The one thing in the world my mom wants most is the one thing I have been severely warned to never do for her: she wants to visit home.

This disease is so exhausting on her and her caregivers and all who love her. I want to give her moments and things that make her happy: attending church virtually, potted flowers, visiting with friends and family, hair care products of her choice, and the list goes on. But the thing she wants most is to see the home and farm where she has spent the last 54 years of her life.

Yet every child of someone with Alzheimer’s and every care giver and doctor of those with Alzheimer’s tells me it would be the worst possible thing I could ever do for her. As bad as she thinks her 1st month at North Woods Village was (it was better than the previous 8 months at home), and as hard as a move will be, they all tell me even 5 minutes on her property, and never mind going in the house, will devastate her for the rest of her years. And she may never recover from that.

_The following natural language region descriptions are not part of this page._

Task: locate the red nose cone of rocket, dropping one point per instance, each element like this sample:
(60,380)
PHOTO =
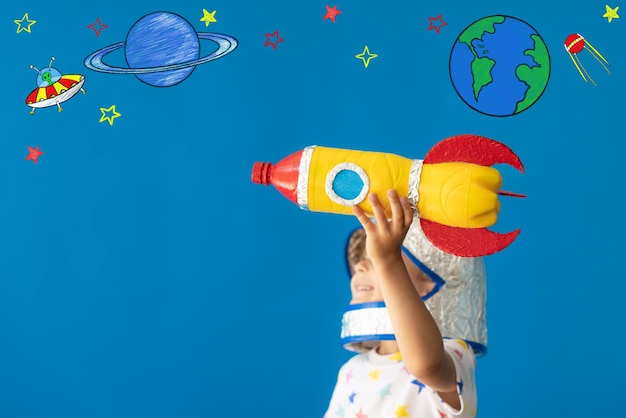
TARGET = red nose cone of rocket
(261,173)
(283,175)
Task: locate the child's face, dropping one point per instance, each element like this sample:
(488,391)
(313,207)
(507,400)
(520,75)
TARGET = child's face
(364,285)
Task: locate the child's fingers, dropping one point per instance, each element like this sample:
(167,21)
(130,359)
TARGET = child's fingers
(362,217)
(397,213)
(407,211)
(377,208)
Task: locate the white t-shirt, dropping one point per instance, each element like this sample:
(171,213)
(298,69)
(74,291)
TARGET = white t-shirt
(371,385)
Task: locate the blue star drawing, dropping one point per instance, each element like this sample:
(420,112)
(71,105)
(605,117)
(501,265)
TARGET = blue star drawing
(351,397)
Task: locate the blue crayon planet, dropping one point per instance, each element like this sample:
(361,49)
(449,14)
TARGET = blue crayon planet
(162,49)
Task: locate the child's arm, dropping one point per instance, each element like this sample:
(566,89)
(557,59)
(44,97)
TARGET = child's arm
(417,334)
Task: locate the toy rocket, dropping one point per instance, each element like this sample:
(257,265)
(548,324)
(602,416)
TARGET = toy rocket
(453,190)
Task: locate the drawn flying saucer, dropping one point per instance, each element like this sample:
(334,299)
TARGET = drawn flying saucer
(161,49)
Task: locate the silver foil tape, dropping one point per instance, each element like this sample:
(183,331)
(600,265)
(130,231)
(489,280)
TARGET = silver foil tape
(364,325)
(460,306)
(414,182)
(303,177)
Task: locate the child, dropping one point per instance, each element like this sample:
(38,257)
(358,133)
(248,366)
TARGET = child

It’s not just anyone who is telling me this. It is not only people working in the neurobehavioral health field, it is the children of parents who had this mind boggling disease. These are the people I trust the most. They lived through this. They made these pain filled decisions. They saw the ramifications – for good and bad – of their decisions.

These fellow children wearing these ill-fitting shoes do not warn me lightly. They are expressive, and some filled with regret. Their stories will break your heart and rip your soul.

So the one thing my mom wants most, she cannot have … because I love her and want her to enjoy this life while able.

Morale of this story: Alzheimer’s sucks. In every way.